I quite enjoy animated features so I definitely will give this a rent since you gave it such a high rating!
It’s a real treat. If your familiar with Jacques Tati’s work you’ll really appreciate it even more. Such a grey tribute. I’d love to hear your thoughts on it.
I’m not so this shall be the first of Tati’s film I’d watch 😀
It’s actually based on a short story that Tati wrote in 1956. Tati didn’t make many films but I loved why he did. He was known to star and direct his pictures. His most famous character was Mr. Hulot. You can find reviews of Mon Oncle and Mr. Hulot’s Holiday on my site if you’re interested. Tati died in 1982 with only six movies to his credit. But they have such a cool and interesting style to them.
The Illusionist is an animated homage of sorts to Tati’s Hulot character and his style of filmmaking. It really struck a chord with me.
This has been one of the latest animtaed films I’ve truly loved. It was also one of my favorites of 2010. Beautiful movie.
Oh I couldn’t agree more and I can’t believe it took me so long to get around to seeing it. I saw it for the first time last year and it blew me away.
This sounds interesting and I like the artistic style.
It’s a really strong movie. Hope you’ll give it a look.
Very nice review. This is such a wonderful movie. It’s been a while since I last saw it though, so I should probably revisit it soon. We could all use a little Tati every once in a while. 🙂
Animation is can be formulaic and often only caters to children, but there are some great exceptions that I really love.
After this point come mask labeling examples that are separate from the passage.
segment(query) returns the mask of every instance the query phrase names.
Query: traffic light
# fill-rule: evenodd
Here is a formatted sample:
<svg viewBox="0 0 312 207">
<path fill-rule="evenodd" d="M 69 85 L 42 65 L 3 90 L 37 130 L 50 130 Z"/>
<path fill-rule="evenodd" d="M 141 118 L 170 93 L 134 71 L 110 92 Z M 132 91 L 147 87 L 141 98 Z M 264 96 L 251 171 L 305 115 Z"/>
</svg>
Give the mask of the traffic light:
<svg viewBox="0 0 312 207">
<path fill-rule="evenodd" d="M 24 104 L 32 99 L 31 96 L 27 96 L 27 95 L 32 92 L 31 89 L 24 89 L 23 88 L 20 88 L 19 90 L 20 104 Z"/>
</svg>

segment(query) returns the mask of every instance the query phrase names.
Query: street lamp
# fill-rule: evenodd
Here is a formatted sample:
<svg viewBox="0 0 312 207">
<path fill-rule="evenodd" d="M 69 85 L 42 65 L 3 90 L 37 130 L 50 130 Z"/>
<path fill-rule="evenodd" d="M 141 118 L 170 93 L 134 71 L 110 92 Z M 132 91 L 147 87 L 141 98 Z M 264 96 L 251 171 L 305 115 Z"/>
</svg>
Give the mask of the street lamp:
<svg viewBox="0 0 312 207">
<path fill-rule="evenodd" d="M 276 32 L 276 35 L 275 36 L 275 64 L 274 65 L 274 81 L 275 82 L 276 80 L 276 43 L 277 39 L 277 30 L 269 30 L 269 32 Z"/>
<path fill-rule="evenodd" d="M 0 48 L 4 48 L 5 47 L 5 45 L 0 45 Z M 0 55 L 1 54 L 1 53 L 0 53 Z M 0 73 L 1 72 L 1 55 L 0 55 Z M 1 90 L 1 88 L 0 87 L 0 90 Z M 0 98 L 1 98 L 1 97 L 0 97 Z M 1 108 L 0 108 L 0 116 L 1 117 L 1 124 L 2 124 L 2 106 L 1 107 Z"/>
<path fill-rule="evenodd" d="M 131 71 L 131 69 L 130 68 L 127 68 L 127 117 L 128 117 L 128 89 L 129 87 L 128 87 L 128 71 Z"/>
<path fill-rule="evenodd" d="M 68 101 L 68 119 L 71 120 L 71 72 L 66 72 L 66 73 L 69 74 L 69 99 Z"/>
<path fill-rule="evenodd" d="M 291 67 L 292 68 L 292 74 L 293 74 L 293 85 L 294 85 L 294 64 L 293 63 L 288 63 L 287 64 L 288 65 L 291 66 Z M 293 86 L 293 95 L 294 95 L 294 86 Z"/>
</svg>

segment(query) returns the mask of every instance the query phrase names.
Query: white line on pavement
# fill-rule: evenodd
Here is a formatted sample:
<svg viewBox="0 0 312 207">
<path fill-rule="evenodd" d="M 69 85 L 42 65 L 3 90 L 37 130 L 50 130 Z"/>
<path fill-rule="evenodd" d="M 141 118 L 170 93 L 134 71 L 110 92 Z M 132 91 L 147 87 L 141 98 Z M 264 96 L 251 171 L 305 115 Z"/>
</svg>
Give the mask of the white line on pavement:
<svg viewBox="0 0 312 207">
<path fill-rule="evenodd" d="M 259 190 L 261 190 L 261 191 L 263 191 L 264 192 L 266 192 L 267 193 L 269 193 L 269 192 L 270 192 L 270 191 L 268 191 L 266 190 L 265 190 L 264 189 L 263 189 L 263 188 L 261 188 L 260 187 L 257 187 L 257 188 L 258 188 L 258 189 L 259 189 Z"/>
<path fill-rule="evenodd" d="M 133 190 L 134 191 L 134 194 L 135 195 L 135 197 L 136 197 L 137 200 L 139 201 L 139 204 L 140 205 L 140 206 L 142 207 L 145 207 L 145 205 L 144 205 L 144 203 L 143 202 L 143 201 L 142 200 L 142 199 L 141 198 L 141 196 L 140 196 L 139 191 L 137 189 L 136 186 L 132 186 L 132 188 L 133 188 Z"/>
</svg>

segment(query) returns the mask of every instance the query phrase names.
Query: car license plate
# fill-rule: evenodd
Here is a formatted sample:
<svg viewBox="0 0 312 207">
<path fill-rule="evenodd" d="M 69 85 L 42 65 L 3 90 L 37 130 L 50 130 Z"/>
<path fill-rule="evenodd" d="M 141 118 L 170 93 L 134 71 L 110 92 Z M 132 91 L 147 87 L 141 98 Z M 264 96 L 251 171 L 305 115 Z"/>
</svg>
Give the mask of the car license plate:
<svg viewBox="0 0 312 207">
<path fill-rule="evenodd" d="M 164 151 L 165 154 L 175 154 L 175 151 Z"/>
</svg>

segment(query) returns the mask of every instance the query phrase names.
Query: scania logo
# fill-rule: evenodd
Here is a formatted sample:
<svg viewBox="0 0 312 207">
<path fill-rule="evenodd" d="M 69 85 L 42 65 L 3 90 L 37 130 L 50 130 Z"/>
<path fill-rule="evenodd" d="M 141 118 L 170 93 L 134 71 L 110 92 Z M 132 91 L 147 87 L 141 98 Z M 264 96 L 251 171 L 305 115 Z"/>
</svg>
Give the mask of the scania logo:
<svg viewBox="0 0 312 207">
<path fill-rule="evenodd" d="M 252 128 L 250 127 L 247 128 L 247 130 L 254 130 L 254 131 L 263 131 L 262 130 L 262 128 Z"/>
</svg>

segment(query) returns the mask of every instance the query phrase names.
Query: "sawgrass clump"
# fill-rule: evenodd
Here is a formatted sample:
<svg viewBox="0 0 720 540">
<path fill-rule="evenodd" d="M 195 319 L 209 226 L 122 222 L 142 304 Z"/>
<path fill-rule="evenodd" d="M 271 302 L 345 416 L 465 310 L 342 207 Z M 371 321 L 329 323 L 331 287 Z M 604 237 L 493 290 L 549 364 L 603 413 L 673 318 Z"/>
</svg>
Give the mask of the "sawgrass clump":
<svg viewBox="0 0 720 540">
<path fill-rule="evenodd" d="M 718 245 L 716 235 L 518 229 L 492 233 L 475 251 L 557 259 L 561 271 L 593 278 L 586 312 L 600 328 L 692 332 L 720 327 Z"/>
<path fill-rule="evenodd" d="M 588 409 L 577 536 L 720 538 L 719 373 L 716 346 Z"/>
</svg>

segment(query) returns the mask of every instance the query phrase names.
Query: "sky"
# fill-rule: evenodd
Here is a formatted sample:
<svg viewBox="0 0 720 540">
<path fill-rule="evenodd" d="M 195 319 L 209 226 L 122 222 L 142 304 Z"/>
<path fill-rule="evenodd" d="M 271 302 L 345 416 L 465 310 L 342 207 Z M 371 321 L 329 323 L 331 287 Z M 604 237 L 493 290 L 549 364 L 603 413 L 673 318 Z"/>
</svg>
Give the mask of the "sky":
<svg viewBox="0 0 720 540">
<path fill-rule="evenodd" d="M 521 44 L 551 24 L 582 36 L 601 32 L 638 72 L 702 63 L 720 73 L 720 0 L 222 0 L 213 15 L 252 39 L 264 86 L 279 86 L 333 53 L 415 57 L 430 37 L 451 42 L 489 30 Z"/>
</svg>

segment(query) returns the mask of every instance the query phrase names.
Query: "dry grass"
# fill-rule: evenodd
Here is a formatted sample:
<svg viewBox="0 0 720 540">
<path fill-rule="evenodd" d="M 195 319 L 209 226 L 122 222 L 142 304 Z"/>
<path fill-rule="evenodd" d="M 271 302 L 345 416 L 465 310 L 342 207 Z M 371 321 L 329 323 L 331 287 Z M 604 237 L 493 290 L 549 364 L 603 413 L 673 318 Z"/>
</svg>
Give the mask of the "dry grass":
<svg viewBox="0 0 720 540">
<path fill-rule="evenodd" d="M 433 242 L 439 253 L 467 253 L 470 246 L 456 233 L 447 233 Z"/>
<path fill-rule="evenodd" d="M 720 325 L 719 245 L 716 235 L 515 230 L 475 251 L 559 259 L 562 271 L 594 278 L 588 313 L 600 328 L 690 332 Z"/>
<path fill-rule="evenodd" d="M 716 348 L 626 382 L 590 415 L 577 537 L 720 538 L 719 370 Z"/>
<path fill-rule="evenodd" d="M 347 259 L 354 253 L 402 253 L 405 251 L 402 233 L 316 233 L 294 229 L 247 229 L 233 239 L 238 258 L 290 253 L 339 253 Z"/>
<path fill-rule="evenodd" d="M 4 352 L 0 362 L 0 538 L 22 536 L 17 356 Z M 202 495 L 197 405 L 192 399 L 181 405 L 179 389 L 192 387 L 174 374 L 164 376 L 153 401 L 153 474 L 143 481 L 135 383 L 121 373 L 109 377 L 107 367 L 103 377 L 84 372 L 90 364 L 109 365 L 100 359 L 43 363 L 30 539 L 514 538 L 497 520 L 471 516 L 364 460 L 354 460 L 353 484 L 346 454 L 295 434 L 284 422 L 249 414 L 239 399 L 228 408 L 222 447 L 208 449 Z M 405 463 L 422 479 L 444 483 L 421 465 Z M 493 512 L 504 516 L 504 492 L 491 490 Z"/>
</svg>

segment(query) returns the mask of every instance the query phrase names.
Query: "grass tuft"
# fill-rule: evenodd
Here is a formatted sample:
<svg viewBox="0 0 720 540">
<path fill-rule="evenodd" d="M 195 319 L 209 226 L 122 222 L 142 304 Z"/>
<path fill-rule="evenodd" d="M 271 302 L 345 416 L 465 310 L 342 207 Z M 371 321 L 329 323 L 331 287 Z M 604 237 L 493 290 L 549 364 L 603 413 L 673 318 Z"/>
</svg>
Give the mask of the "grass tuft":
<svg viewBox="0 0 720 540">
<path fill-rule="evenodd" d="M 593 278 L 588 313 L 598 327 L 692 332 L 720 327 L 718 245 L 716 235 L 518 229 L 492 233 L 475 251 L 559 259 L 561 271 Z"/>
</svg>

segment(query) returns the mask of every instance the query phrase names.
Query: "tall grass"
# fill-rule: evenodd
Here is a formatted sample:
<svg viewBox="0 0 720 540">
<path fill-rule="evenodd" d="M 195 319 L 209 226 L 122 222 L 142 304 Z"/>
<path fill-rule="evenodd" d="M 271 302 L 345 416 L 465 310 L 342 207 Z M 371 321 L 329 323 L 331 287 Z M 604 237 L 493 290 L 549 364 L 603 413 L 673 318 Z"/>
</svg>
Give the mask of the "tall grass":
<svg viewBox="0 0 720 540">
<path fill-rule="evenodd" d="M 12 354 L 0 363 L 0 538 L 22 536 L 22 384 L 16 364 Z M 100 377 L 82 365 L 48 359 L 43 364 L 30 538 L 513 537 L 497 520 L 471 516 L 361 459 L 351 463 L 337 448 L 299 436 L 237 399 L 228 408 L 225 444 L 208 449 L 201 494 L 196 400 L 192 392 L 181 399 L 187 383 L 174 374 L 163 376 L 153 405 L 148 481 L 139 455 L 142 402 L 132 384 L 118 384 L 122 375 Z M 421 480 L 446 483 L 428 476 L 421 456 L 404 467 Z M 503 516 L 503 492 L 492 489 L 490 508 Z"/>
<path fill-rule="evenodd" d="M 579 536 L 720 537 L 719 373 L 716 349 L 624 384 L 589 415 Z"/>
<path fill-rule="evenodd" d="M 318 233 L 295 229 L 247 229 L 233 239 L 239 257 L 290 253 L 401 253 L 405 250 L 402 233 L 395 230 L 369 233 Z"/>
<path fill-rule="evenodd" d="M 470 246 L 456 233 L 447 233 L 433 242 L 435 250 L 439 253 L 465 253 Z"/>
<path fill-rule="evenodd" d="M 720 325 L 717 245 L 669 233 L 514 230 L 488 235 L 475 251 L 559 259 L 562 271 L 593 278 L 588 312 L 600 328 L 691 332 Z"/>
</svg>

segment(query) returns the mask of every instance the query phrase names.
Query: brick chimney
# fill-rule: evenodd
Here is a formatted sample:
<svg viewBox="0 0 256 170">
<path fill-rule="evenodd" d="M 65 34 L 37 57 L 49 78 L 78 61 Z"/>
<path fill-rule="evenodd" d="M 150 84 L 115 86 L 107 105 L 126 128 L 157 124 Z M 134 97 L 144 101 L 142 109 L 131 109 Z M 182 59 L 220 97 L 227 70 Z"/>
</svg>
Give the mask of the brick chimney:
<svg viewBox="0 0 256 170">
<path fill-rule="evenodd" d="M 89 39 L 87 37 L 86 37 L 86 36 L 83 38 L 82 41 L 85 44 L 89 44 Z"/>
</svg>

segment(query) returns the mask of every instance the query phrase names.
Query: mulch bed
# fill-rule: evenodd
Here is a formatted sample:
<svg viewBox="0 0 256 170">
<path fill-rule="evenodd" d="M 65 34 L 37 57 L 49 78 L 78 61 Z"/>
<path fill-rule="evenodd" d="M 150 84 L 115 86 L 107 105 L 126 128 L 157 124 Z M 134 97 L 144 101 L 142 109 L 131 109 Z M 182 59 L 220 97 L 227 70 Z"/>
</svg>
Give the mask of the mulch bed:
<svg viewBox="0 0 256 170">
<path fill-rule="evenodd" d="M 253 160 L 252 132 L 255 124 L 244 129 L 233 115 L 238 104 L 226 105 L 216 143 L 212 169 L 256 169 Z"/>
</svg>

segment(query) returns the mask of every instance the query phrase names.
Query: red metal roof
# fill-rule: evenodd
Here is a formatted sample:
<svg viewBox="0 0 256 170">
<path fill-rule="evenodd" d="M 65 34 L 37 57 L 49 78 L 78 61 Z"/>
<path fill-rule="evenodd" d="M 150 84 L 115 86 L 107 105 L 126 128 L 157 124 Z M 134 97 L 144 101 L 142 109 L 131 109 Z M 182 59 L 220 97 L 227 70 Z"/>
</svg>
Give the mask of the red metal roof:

You should look into seeing “Mary and Max.” It’s excellent.
Glad to hear such appreciation for this picture. It’s one I think I can watch over and over. Oh, and ill certainly give Mary and Max a shot.
Wow! So French style animation and such beautiful animation. However, if its anything I learned, its usually not very lighthearted. These animations always get a bit dark, even in comedy, its a bit more dark humor. I’m definitely looking this one up 🙂 Awesome review Keith!
It does have a slightly darker tone and I would say the subject matter does lean more towards adults. But the humor is there and what really got me was the heart. Plus I love Jacques Tati so that was icing on the cake.
Glad you liked this, Keith. It really is a very nice film. Have you seen his previous one, The Triplets of Belleville?
I haven’t seen all of Triplets. This really makes me want to go back and watch it all!
You should. I think it’s even better.
Very nice write-up bro. I reviewed this one myself a while back. I think I gave it 3.5. It was a good little film but I found that it started to drag a little. Still, the animation was a real treat and that sweeping shot of Edinburgh was very well delivered.
Thanks. I think the Tati connection really hit home with me. As a huge fan of his classic films I could see the tips of the hat to him all through The Illusionist. And as you say, the animation is great. It was a delight.
This sounds fantastic. I’m usually not a huge fan of animated films either, but sometimes they really take me by surprise. You’ve got me excited to check out Mr. Hulot’s Holiday, too. I have that queued up for my project. Great review man!
Oh I hope you see Mr. Hulot’s Holiday. It’s so funny and so different than most comedy styles. I have a review of it on the site. I would love to hear your thoughts on it.